I’m really happy. It’s about time Georgia got included! I’m a huge proponent of bringing tourists to Georgia. It helps the economy, we have full employment, wages go up. It’s great! This game is played by millions of people worldwide and is one of the best-known computer games ever made. So, having Georgia in it means that people will know Georgia; they will learn the history, ‘cause when you play Civilization, you don’t just play a game, you learn about world history. And now Georgia’s history is a part of the game. This is nothing but good news. People who play it will want to come and visit, trust me.

When the news broke, there were some Americans and Europeans coming out with the opinion that Georgia should not have been included because it had not contributed much of note to world civilization. What would be your response?

A lot of Europeans and Americans don’t realize how big and important Georgia once was. They don’t understand how crushed Georgia got by the Mongol invasion. It would be completely different if they hadn’t been swept under. Because they haven’t heard it in history books, they don’t know about it. That’s why it’s so great that Georgia was included. I keep writing about Georgia on social media.

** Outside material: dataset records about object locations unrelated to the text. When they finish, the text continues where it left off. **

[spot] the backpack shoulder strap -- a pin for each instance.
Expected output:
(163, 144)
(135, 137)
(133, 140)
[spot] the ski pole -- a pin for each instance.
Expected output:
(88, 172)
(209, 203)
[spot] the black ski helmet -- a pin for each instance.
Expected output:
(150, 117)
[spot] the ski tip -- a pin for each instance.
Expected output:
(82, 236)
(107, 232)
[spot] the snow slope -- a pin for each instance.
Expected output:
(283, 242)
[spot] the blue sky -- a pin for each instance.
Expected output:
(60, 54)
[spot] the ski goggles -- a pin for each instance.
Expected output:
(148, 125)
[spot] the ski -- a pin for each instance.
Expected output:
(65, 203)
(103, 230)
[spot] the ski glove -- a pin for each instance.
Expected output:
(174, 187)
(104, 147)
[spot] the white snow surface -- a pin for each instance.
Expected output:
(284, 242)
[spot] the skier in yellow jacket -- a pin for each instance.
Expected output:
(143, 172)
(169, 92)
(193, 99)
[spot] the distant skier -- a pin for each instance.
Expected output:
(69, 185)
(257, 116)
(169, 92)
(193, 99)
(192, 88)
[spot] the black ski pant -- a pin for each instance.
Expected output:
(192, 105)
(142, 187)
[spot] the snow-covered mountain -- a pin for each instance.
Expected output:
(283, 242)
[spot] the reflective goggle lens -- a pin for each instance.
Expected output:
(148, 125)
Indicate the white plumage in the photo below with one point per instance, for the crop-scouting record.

This is a very special place: it’s much older than Europe, and is the cradle of tradition of wine, not France. Civilization will help people come to see it themselves.

Some on the Georgian side were surprised at Tamar’s having dark skin. Some were offended.

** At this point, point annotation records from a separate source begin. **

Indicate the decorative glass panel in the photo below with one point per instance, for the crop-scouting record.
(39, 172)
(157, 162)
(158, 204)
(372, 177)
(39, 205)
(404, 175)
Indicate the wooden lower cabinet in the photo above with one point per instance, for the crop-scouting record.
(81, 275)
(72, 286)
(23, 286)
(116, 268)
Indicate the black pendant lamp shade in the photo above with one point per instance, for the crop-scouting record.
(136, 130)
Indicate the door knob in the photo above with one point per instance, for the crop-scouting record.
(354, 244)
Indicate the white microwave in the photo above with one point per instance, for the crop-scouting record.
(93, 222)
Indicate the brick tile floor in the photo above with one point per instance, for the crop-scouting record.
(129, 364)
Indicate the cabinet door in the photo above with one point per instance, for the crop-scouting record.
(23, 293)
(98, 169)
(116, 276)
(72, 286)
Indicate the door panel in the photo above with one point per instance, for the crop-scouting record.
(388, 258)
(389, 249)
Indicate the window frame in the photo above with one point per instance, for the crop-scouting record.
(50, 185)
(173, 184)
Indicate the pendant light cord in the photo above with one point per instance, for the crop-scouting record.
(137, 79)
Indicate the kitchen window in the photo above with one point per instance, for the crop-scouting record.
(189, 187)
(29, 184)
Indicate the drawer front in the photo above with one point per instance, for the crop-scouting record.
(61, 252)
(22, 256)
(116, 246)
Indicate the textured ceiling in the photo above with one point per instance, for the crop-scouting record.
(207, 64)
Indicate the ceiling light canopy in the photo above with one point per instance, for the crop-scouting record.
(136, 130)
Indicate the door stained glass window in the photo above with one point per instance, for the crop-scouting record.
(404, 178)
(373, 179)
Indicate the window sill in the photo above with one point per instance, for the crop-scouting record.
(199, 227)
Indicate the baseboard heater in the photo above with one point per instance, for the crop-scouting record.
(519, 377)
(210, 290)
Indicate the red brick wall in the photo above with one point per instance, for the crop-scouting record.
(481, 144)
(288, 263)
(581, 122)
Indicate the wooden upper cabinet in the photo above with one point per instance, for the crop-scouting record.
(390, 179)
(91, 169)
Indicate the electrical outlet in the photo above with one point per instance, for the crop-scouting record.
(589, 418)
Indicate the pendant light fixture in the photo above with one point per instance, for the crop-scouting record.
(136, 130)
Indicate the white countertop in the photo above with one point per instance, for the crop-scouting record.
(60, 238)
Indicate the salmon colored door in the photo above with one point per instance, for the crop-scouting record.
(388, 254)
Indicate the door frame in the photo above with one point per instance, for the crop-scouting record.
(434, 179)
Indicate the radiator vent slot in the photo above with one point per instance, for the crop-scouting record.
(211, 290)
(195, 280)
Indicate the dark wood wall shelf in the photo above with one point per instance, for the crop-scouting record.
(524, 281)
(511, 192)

Well, I must admit that after all the invasions, you know, the DNA of the country changed a little bit. Color can change. She is definitely darker than many would expect. But then we all have different colors. People love to imagine medieval England all being white, and they forget that there were black people then. The whole world has been mixing for a long time. I personally think [the designers] got it wrong, but it’s no big deal.

What aspects of Georgian history or literature could be best represented in the medium of video games to yield good results? Let's assume we are talking about AAA production, large-scale, epic stuff. Would Knight in Panther’s Skin make a good video game?

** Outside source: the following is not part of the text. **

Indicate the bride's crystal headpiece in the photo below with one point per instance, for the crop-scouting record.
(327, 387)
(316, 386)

Sure, it would make a great game. Or one about Georgians during the crusade, when the Georgian cross became the symbol of the crusades. The idea of Georgians going on crusade, taking part in it, or fighting the Mongols. Struggling alone against the mighty army: that’s a great story!

No matter how amazing the history might be, no matter how colorful Knight in Panther’s Skin might be, there’s little chance a foreign studio will pick up on it. The impetus should come from Georgia.

This is a great industry for Georgia to be involved in because you don’t need natural resources to do it: you just need people. Georgia has always been good at math. It’s practically a tradition in Georgia. And creativity. Remember, ten years ago, Poland was where Georgia is today. There was almost no game industry, no companies. Now they have a company which has several hundred employees. It creates enormous wealth in Poland. Now people know about Poland as a country because they play The Witcher for hundreds of hours. We need something like this about medieval times in Georgia. Because we have this amazing scenery here, very unlike what there is in Europe, like Game of Thrones: it’s unique. So, people see this in the video game and are excited because they’ve never seen it before.

Apart from tactical war games, what other genres would work? RPG?

Sure. You play a crusader, say, from Britain, who befriends a Georgian noble in Jerusalem and you come back with him to Georgia after the first crusade and you see this kingdom: together you have an adventure like a magical version of medieval times.

There was also The Rise of Argonauts. It was quite a successful title. The myth is perfect for a game with a fantasy setting.

Absolutely, the whole Medea myth is just waiting to be told. Not the Greek version: the Georgian version. Greeks "borrowed" a lot of things. Prometheus on the mountain? It’s a Georgian myth. People argue whether it is Greek or Georgian. Well, Georgia is a much older country than Greece. When Georgia was a country, Greece was still a tribe. Georgia has been a land for 20,000 years or more. This is an ancient country. Much more ancient than any country in Europe, and it has all rights it needs to tell the world its version of this myth.